Layanan psikososial telah dilakukan 59 petugas di 10 Pos LDP dan LDP Layanan Bergerak untuk menjangkau warga di wilayah yang sulit atau remote. “Tim LDP ini adalah SDM terlatih dengan kompetensi khusus yang mendukung perkembangan psikososial korban bencana,” katanya.
Ssasa menjelaskan bahwa ejak gempa pertama mengguncang NTB pada 30 Juli 2018 lalu, Tim LDP telah menjangkau 30 titik dengan jangkauan 1.000 hingga 1.500 anak per hari. Tugas tim adalah untuk menyisir dampak gempa terhadap anak-anak terutama dari sisi dampak psikososialnya. Tim juga mendirikan Pondok Anak Ceria di sejumlah posko pengungsian.

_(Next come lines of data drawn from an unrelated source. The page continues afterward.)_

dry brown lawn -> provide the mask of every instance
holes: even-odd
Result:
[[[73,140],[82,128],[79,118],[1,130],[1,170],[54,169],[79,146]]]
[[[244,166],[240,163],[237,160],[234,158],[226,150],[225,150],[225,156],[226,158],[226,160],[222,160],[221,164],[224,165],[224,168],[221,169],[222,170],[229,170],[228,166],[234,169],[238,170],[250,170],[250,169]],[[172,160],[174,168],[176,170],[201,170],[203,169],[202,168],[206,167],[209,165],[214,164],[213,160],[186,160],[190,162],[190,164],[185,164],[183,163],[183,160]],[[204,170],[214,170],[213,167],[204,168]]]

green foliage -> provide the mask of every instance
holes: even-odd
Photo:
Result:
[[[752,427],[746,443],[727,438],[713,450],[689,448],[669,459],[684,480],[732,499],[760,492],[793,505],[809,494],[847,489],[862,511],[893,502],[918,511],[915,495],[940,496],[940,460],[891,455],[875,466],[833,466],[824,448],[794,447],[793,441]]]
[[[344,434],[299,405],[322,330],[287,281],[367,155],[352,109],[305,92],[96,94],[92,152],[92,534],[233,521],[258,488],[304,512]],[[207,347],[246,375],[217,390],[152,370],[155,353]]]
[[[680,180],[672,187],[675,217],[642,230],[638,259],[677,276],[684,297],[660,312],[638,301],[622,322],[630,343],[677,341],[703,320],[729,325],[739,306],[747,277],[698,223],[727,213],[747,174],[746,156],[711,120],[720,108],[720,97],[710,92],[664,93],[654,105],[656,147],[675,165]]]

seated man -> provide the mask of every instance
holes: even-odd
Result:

“LDP merupakan layanan sosial dasar kepada korban bencana yang menghadapi gangguan agar mampu keluar dari masalah trauma dan dapat hidup wajar seperti sedia kala,” jelasnya.
Khusus untuk LDP anak-anak korban gempa, Kemensos telah melakukan tiga upaya rehabilitasi sosial anak meliputi: (1) Mendirikan Sekretariat Bersama Anak NTB di dua lokasi yakni Panti Sosial Marsudi Putra (PSMP) Paramitha Mataram dan Dinsos Provinsi NTB, (2) Mendirikan tempat layanan di Posko Lapangan Desa Santong Kecamatan Kayangan, Lombok Utara dan di Posko Induk Lapangan Desa Kekait Kecamatan Gunungsari, Lombok Barat, (3) Melakukan layanan bergerak di 37 titik dengan jumlah anak yang dilayani mencapai 3.309 orang.
Ketiga layanan untuk anak tersebut dilakukan oleh Direktorat Rehabilitasi Sosial Anak Kementerian Sosial, Panti Sosial Marsudi Putra Paramita, Sakti Peksos dan Dinsos. Sementara untuk respon kasus anak korban gempa dapat dilaporkan melalui TEPSA 1500771 dan akan ditindaklanjuti oleh tim LDP.
Selain LDP, lanjut Sasa, Kementerian Sosial memberikan bantuan pemulihan yang terdiri dari santunan sosial, jaminan hidup dan bantuan stimulan lainnya. Santunan untuk korban meninggal 565 jiwa (data per tanggal 27 Agustus 2018) dan masing-masing ahli waris mendapatkan RP15 juta.
“Dalam hal perlindungan sosial, Kementerian Sosial fokus pada upaya untuk meningkatkan taraf kesejahteraan masyarakat melalui berbagai bantuan sosial yang dapat memenuhi kebutuhan dasar dan melakukan upaya pemberdayaan sosial ekonomi masyarakat. Salah satunya memastikan korban gempa mendapatkan Program Keluarga Harapan (PKH),” tuturnya.
Menurut Sasa, bantuan perlindungan sosial berkelanjutan sudah mulai dilakukan yakni penyaluran bantuan sosial Program Keluarga Harapan (PKH) kepada 325.320 KPM senilai total Rp 608 miliar dan penyaluran Bantuan Pangan Beras Sejahtera (Rastra)/Bantuan Pangan Non Tunai (BPNT) kepada 473.049 keluarga dengan nilai total Rp 473.049 KPM.
Sementara untuk Jaminan Hidup atau Jadup akan diberikan kepada setiap anggota keluarga. Jadup diberikan selama tiga bulan. Saat ini tim satgas terpadu sedang memverifikasi rumah yang rusak sekaligus mendata jumlah anggota keluarga setiap rumah tangga.
“Besarnya Jadup adalah maksimal untuk 3 bulan. Setiap jiwa mendapatkan Rp 10 ribu/jiwa, sehingga setiap jiwa maksimal Rp 900 ribu per jiwa. Selanjutnya bantuan yang diberikan pada tahap rumah korban sudah dibangun kembali dapat diberikan Isi Hunian Tetap (Huntap) yang besarnya Rp 3 juta per rumah,” paparnya.
Sasa menerangkan bahwa secara keseluruhan bantuan sosial tanggap darurat dan rehabilitasi sosial pascagempa dari Kementerian Sosial mencapai Rp 1,25 triliun. Bantuan tersebut terdiri dari bantuan logistik, tenda, santunan ahli waris Rp 15 juta/jiwa, santunan paket sembako, bantuan beras dan lauk pauk, peralatan dapur keluarga, perlengkapan keluarga, bansos PKH dan Rastra.
“Data Dinas Sosial Provinsi NTB dan Posko Induk hingga 27 Agustus 2018 mencatat sebanyak 565 jiwa meninggal, 1.116 mengalami luka berat/rawat inap, 71.937 rumah rusak dan 417.529 jiwa mengungsi,” pungkasnya.